Candy Beal, associate professor in curriculum, instruction and counselor education, said Dalton was grateful for the cards and gifts sent to her.
“Pat’s request was that she not be left alone. Robert did the all night until the crack of dawn shift and was relieved in the morning by Betty, Pat’s mom, who stayed throughout the day,” Beal said in an e-mail. “I was there for the day on Friday, and Pat was still giving the thumbs up sign for the new treatments that were being considered. Hope was never given up. Her family believed that having beaten cancer twice before she would make it again this time.”
Lowder said Dalton always saw the best in people and ensured no one was left out. She also said Dalton believed everyone should have an equal opportunity, no matter who they were or where they came from.
“Pat will forever live on in the hearts and minds of all that knew her,” Lowder said. “I will never forget the things that she taught me. I hope that I can be the educator that she was.”

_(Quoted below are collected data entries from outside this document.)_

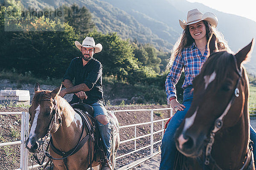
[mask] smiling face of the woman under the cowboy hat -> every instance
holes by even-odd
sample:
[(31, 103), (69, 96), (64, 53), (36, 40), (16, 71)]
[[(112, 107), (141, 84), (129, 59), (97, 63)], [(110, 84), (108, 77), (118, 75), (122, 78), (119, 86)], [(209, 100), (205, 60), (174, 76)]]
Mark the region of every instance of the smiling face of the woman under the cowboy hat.
[(206, 27), (205, 27), (203, 21), (189, 25), (189, 33), (195, 41), (207, 39), (206, 38)]

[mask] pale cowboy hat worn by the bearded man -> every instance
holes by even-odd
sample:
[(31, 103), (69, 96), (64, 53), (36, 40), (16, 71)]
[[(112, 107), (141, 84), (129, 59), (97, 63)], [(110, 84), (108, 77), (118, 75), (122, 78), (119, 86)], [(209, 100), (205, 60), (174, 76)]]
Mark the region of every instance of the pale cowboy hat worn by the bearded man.
[(80, 44), (80, 42), (75, 41), (75, 45), (79, 50), (81, 50), (81, 47), (85, 47), (85, 48), (95, 48), (95, 53), (99, 53), (100, 51), (102, 51), (102, 45), (100, 43), (95, 45), (95, 41), (93, 37), (85, 37), (82, 45)]

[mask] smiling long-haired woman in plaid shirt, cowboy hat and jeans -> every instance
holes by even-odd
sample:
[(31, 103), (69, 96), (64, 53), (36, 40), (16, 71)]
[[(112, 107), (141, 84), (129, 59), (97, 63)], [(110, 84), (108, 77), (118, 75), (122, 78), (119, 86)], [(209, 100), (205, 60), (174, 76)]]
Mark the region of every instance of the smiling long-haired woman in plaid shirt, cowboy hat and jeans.
[[(207, 55), (207, 42), (210, 35), (212, 33), (216, 35), (219, 49), (231, 52), (223, 35), (216, 29), (218, 19), (215, 14), (210, 12), (202, 14), (198, 9), (193, 9), (188, 11), (187, 21), (182, 22), (179, 20), (179, 22), (183, 28), (183, 33), (172, 49), (172, 55), (167, 68), (170, 68), (171, 65), (172, 67), (166, 77), (165, 84), (167, 103), (174, 110), (177, 109), (177, 113), (172, 117), (163, 136), (160, 170), (173, 170), (174, 168), (175, 153), (177, 152), (174, 134), (177, 127), (183, 121), (193, 100), (192, 81), (200, 73), (204, 62), (207, 61), (209, 56)], [(182, 85), (184, 89), (183, 102), (180, 104), (177, 101), (175, 85), (180, 79), (182, 70), (185, 72), (185, 81)], [(256, 145), (256, 132), (252, 127), (250, 131), (251, 139), (255, 141), (254, 145)]]

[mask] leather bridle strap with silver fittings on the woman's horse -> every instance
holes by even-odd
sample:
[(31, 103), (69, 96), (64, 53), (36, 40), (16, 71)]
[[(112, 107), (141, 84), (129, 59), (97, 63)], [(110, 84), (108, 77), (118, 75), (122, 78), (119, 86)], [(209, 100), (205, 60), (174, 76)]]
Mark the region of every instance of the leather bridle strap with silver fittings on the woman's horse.
[[(224, 117), (227, 115), (227, 113), (230, 110), (231, 105), (233, 104), (233, 102), (236, 99), (236, 97), (239, 97), (239, 88), (238, 88), (238, 86), (239, 86), (239, 82), (240, 82), (241, 77), (242, 77), (242, 69), (238, 68), (237, 60), (236, 60), (236, 57), (234, 55), (233, 55), (233, 58), (235, 60), (236, 73), (239, 75), (239, 79), (236, 82), (236, 88), (235, 88), (234, 94), (233, 94), (232, 98), (230, 99), (230, 102), (228, 103), (226, 109), (221, 114), (221, 116), (218, 117), (218, 119), (215, 120), (214, 129), (210, 132), (210, 139), (209, 139), (209, 142), (207, 143), (206, 149), (205, 149), (204, 165), (209, 165), (210, 164), (210, 160), (211, 160), (212, 162), (214, 162), (214, 164), (218, 168), (218, 170), (222, 170), (222, 169), (216, 164), (216, 162), (213, 160), (213, 158), (211, 156), (212, 145), (214, 144), (214, 141), (215, 141), (215, 139), (214, 139), (215, 133), (218, 132), (221, 129), (221, 127), (223, 126), (223, 119), (224, 119)], [(247, 148), (247, 150), (248, 150), (248, 148)], [(252, 159), (251, 154), (252, 154), (251, 152), (250, 152), (250, 155), (249, 155), (249, 152), (247, 152), (246, 162), (244, 163), (243, 167), (240, 170), (244, 170), (244, 167), (248, 163), (249, 159)]]

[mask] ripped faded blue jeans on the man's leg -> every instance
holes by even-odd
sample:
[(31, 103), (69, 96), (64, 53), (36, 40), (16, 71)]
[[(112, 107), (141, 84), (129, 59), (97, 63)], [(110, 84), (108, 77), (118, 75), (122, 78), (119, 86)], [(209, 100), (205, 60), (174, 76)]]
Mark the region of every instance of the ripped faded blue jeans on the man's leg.
[[(96, 102), (96, 103), (93, 103), (91, 106), (93, 107), (93, 111), (94, 111), (93, 117), (95, 119), (96, 119), (96, 116), (99, 116), (99, 115), (108, 116), (107, 110), (102, 103)], [(108, 124), (103, 125), (97, 119), (96, 119), (96, 122), (99, 125), (99, 132), (102, 137), (103, 145), (105, 147), (105, 153), (106, 153), (107, 159), (109, 160), (110, 153), (111, 153), (111, 139), (110, 139), (111, 124), (110, 124), (110, 122), (108, 122)]]

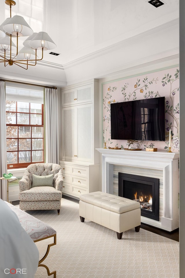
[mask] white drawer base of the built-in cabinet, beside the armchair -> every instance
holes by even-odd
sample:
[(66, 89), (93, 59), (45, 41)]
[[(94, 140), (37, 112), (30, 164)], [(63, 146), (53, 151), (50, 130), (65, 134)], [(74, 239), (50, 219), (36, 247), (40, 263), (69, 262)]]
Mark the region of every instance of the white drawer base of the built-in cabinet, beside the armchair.
[(64, 183), (62, 193), (79, 197), (80, 194), (99, 191), (99, 164), (74, 164), (60, 161)]

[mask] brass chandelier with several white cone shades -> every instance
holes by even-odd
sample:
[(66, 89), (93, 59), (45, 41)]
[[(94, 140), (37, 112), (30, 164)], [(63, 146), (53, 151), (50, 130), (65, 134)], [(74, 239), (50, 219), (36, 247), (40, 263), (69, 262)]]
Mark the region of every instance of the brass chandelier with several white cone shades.
[[(35, 66), (37, 61), (43, 59), (43, 51), (51, 50), (56, 47), (50, 36), (46, 32), (34, 33), (23, 17), (11, 16), (11, 7), (16, 5), (13, 0), (6, 0), (10, 6), (10, 17), (0, 25), (0, 63), (7, 65), (18, 65), (23, 69), (28, 69), (28, 65)], [(28, 36), (23, 42), (23, 48), (18, 51), (18, 37)], [(16, 38), (16, 45), (12, 38)], [(38, 59), (37, 50), (42, 51), (42, 58)], [(13, 52), (12, 52), (13, 51)], [(16, 54), (13, 54), (15, 53)], [(30, 63), (31, 62), (31, 63)]]

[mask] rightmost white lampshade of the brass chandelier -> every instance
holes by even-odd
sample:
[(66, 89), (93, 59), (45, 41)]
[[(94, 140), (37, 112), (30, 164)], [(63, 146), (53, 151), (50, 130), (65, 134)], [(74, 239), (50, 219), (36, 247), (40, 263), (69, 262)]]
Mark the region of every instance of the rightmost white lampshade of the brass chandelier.
[(38, 50), (51, 50), (56, 47), (56, 44), (46, 32), (38, 32), (38, 34), (29, 42), (29, 45)]

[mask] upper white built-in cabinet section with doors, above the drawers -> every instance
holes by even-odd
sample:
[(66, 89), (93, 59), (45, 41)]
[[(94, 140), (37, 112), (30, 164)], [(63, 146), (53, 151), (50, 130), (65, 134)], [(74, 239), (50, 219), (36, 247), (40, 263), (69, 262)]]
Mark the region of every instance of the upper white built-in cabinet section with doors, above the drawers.
[(98, 164), (98, 82), (93, 79), (61, 93), (62, 160)]

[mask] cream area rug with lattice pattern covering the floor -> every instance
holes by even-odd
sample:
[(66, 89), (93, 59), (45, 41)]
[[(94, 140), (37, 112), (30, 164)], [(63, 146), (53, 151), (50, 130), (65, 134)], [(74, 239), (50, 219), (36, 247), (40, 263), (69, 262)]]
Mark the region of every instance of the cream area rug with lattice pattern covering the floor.
[[(179, 242), (144, 229), (126, 231), (119, 240), (108, 228), (80, 222), (78, 210), (79, 204), (62, 198), (60, 215), (27, 211), (57, 231), (57, 244), (44, 261), (57, 278), (179, 278)], [(47, 242), (36, 243), (40, 256)], [(35, 278), (45, 277), (39, 267)]]

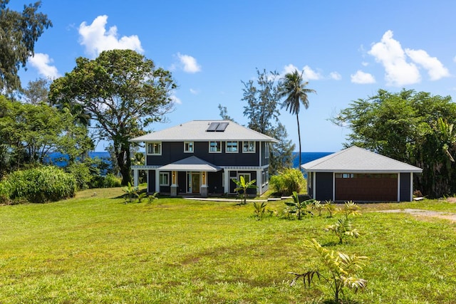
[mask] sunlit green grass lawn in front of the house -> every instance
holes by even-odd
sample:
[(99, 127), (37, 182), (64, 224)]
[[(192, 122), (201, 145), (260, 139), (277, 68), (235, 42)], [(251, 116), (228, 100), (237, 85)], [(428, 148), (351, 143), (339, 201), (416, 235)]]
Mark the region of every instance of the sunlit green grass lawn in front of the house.
[[(323, 284), (289, 286), (315, 263), (303, 239), (370, 258), (368, 288), (344, 303), (456, 303), (455, 224), (379, 209), (456, 212), (456, 204), (366, 204), (363, 233), (336, 245), (335, 218), (254, 219), (252, 203), (162, 198), (125, 204), (118, 189), (0, 207), (0, 303), (329, 303)], [(268, 203), (281, 210), (283, 201)]]

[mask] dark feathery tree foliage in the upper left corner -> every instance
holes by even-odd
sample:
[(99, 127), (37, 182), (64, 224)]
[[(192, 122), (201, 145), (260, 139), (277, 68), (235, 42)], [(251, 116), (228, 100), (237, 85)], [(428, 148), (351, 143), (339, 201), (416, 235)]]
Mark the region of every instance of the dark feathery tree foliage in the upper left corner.
[(0, 88), (11, 92), (21, 88), (18, 70), (25, 68), (28, 57), (34, 54), (35, 42), (52, 23), (48, 16), (38, 13), (41, 1), (24, 6), (22, 13), (8, 9), (8, 3), (0, 0)]

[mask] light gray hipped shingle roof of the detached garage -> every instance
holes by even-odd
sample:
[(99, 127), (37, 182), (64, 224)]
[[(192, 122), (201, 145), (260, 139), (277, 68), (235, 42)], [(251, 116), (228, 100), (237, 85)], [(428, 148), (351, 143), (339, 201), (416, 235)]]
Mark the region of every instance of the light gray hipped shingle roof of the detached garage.
[(307, 172), (423, 172), (418, 167), (356, 146), (307, 162), (301, 167)]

Dalton received her bachelor’s degree in English from Wake Forest University and also held a Master’s of Divinity degree. She taught in North and South Carolina public schools for 14 years and served as head of the Carolina Friends Middle School in Durham for 17 years.
Beal said students will feel the loss as much as Dalton’s friends and family do.
“She leaves behind a wonderful son, a dear mother, whom any of us would love to have in our lives, and a loving husband, who supported her, provided her her roots and now must enable her to spread her wings,” Beal said in an e-mail. “It is a sad time for us all. Onward we must go.”
Beal added Dalton “opted for a rousing send-off party rather than a service.” Details have not been confirmed.